A couple weekends ago I had the honor of wing-womaning to my little brother and his friends. If you aren’t familiar with this practice, it’s when one woman joins a crew of men and assists them in their chick picking. I happen to be particularly skilled in this area, sometimes so good that the target hits on me. Off point completely. Regardless, as we sat in an apartment living room and strategized over Michelob Golden Lights and a carefully deejayed iTunes playlist, my brother’s best bud actually said the following to me:
“You’re so lucky, girls like you can have anything they want. You live a dream world.”
Wow. Newsflash in the most gargantuan proportion to me.
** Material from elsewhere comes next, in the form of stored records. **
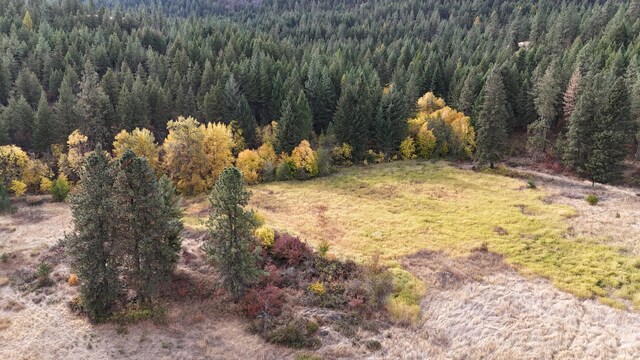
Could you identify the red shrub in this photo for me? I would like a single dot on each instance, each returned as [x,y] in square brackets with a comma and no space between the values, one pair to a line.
[290,248]
[273,275]
[268,300]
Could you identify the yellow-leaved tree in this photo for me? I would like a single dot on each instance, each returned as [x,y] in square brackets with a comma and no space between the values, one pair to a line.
[141,142]
[219,140]
[250,164]
[13,162]
[439,130]
[77,149]
[195,154]
[304,158]
[184,157]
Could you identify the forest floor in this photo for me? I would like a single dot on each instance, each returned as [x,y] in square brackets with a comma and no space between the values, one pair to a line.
[511,271]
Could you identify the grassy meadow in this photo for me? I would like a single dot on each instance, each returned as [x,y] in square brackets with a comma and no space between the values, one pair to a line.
[399,208]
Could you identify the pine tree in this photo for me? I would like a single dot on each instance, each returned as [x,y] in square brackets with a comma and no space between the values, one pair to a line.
[546,97]
[571,94]
[147,223]
[66,111]
[46,131]
[5,86]
[19,118]
[583,124]
[94,107]
[295,124]
[390,127]
[321,95]
[28,86]
[91,243]
[614,133]
[247,122]
[232,246]
[125,110]
[353,117]
[492,122]
[111,86]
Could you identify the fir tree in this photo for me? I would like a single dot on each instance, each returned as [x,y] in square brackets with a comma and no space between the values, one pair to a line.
[45,131]
[147,224]
[94,107]
[295,124]
[492,122]
[353,117]
[66,110]
[232,246]
[390,127]
[91,243]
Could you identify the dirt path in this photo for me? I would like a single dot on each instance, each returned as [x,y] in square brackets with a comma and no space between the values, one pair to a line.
[616,218]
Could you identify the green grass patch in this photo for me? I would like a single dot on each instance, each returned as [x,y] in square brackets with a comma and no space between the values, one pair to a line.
[396,209]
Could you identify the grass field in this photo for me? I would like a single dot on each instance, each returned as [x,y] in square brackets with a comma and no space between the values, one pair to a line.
[399,208]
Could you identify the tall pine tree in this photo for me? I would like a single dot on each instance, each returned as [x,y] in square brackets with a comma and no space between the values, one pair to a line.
[91,243]
[492,122]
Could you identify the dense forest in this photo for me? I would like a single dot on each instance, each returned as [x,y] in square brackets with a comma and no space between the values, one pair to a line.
[344,75]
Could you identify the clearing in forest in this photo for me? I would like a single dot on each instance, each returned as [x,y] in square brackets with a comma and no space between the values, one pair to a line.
[400,208]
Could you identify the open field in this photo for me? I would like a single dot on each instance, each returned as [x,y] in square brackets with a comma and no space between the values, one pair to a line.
[400,208]
[429,219]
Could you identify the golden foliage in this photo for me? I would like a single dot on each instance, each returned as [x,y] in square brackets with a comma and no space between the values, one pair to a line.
[250,164]
[342,155]
[141,142]
[432,112]
[13,162]
[78,148]
[195,154]
[425,142]
[429,103]
[45,185]
[18,187]
[266,235]
[218,142]
[185,161]
[267,153]
[408,149]
[304,158]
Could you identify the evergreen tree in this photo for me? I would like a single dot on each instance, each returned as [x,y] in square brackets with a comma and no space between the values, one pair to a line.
[5,86]
[28,86]
[19,117]
[246,121]
[66,110]
[546,97]
[571,94]
[147,223]
[492,122]
[295,124]
[46,131]
[613,135]
[232,246]
[390,127]
[352,120]
[321,95]
[583,124]
[126,110]
[91,243]
[94,107]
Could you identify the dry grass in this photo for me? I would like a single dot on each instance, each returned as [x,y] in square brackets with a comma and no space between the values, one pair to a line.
[401,208]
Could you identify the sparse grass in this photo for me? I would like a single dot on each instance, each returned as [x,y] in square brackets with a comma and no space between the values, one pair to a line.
[399,208]
[593,199]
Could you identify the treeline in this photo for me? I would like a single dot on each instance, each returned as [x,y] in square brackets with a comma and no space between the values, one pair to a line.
[349,70]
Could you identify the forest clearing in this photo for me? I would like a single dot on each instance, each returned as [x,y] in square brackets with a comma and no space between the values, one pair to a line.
[493,287]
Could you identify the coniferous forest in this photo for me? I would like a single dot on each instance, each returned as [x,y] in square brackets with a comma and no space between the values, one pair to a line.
[155,155]
[331,72]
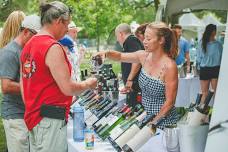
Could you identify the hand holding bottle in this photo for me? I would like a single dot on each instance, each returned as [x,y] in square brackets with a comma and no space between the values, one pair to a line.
[91,82]
[101,54]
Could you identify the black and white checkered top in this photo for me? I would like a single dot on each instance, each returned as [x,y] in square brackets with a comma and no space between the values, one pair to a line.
[153,97]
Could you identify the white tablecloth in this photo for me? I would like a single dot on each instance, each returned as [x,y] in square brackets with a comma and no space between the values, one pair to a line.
[187,91]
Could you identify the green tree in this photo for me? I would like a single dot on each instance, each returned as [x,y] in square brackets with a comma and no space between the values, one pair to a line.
[98,17]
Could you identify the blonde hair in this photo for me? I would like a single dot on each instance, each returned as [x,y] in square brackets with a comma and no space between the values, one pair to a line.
[11,27]
[170,44]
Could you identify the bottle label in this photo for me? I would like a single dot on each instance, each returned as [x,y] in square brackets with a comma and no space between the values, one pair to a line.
[91,119]
[112,120]
[116,132]
[89,139]
[101,121]
[88,114]
[127,135]
[141,116]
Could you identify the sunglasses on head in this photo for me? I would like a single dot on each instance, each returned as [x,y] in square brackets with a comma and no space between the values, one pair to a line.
[32,31]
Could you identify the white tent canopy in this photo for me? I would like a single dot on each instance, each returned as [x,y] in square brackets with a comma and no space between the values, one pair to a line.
[176,6]
[210,19]
[190,20]
[216,141]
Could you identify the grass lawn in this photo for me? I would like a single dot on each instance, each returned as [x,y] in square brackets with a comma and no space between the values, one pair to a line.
[2,133]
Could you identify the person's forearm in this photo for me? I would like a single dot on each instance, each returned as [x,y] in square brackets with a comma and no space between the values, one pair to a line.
[132,57]
[77,88]
[12,88]
[188,62]
[134,70]
[165,109]
[113,55]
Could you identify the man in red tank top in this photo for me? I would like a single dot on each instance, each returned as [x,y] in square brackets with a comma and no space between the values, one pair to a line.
[46,82]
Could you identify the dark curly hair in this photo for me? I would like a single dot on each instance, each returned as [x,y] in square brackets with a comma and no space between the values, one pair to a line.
[206,35]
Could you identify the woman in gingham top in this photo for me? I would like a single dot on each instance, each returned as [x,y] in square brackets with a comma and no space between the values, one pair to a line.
[159,77]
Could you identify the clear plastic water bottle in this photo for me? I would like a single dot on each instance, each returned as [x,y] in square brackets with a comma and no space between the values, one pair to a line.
[78,124]
[89,138]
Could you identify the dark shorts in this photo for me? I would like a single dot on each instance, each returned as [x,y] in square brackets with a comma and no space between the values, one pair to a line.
[207,73]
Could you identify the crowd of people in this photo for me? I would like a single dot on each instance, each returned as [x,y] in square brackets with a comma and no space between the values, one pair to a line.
[40,73]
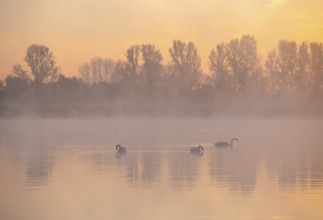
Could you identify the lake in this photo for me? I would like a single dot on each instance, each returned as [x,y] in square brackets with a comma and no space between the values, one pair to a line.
[68,169]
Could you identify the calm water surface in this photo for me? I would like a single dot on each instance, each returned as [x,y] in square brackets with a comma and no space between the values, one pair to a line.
[68,169]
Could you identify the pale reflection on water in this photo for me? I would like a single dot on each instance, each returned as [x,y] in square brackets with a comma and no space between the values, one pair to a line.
[68,169]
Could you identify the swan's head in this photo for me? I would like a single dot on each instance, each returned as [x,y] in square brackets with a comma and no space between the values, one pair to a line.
[118,146]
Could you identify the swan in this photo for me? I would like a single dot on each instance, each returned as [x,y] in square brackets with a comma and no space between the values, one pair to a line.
[120,150]
[226,144]
[197,150]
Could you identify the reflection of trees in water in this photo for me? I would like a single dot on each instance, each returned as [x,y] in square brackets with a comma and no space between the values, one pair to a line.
[236,170]
[184,167]
[143,167]
[39,166]
[102,161]
[296,165]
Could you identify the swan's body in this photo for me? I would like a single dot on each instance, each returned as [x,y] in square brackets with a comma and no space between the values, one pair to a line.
[197,150]
[225,143]
[120,150]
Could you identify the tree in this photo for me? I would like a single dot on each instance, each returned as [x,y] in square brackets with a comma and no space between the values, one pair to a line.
[97,70]
[218,65]
[133,57]
[41,63]
[151,67]
[243,60]
[316,54]
[233,64]
[185,64]
[302,73]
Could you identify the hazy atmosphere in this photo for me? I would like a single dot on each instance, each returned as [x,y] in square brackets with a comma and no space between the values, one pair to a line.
[79,30]
[151,109]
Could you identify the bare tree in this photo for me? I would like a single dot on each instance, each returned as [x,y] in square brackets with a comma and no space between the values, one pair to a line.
[243,60]
[133,57]
[218,65]
[42,64]
[316,54]
[185,64]
[97,70]
[151,67]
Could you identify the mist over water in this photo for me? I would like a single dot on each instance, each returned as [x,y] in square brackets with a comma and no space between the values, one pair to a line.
[68,169]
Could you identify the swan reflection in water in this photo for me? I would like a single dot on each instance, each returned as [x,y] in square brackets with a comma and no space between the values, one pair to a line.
[120,150]
[197,150]
[225,143]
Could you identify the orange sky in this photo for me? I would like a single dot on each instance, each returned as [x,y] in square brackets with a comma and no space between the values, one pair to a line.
[78,30]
If this is a dream world, pray tell, what the hell does hell look like? Because the previous night I completely blacked out and lost three hours of my life and got my $350 camera stolen. My old landlord is MIA and owes me $850. The most genuine interest I’ve had from a man recently was a 50 year old wearing a chicken hat telling me I need to embrace life. I want to go on a vacation but “singles supplements” make it largely unaffordable. I really question if I can afford to have a $4.56 latte anymore. I managed to lose money co-hosting a garage sale. Out of the four cards I received on my birthday, one was from my bank. People run into me with their shopping carts at Target like I’m invisible. Panera was out of French Onion soup yesterday.
This is my dream world. Tickets on sale for entry, all it’ll cost you is a smile and maybe a “I like your shirt.”